The account of their government is inaccurate; there were seven, not twenty-four, districts. The head chiefs about this time were Marafu and Riemkau, but neither were these titles, nor was there any rotation. Reckoning was said to be "by periods of six months or moons," which were called Oi-papa, Taftafi, Haua, Kesepi, Fosoghau, and Athapuaga; the method is then contradicted by the twelve English equivalent months being indicated, while there are of course thirteen moons in a year. The account of the language is however of great value.

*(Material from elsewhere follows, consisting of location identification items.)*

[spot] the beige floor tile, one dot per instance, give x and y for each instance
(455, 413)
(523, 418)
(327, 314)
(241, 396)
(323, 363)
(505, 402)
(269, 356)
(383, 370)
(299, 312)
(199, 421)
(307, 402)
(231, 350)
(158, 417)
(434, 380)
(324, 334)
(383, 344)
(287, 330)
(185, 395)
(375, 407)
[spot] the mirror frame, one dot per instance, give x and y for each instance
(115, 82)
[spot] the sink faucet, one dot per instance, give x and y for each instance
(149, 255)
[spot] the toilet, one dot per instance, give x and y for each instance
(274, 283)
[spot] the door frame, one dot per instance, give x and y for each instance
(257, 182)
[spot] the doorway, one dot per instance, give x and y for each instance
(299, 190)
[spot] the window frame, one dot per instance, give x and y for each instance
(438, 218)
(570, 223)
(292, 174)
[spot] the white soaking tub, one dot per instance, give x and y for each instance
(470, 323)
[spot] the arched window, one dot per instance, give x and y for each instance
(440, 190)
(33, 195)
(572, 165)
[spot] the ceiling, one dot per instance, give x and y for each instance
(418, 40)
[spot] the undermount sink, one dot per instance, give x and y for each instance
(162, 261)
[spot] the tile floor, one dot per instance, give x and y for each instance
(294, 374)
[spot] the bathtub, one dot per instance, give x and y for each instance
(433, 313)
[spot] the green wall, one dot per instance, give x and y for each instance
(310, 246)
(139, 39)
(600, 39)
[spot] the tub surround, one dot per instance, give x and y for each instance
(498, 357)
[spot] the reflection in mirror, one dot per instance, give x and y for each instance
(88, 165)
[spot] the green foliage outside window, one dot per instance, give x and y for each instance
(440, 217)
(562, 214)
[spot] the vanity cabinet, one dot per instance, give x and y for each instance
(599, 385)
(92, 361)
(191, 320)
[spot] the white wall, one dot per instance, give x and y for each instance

J.C. Pritchard says, [fn. "Natural History of Man," 1855, p. 474.] "The people of Rotuma are very peculiar in their physical characters, which are but little known. They are tall finely made people, of almost black colour, and with straight flowing hair. Their skulls are massive and heavy, almost approaching the weight and density of the crania of African negroes, with the jaws considerably projecting."
W. W. Wood [fn. "Tombs in the Islands of Rotuma," Journ. Anthrop. Inst.," vol. vi, p.5] mentions the graveyards of Rotuma, and gives a plate, but no standard of comparison for size, nor does he state where in the island the particular tomb, he represents, is situated.
J. S. Whitmee remarks, [fn. "The Ethnology of Polynesia," Journ. Anthrop. Inst.," vol. viii, p.261] "On Rotuma there is also a mixture of the two races (Polynesian and Melanesian), although the Melanesian largely predominates. In fact, it is probable that this island contains a mixture of the three peoples of Polynesia."
Captain Hope (H.M.S. "Busk," 1866) and Captain Moresby (H.M.S. "Basilisk," 1872) visited the island and forwarded reports to the Admiralty on it.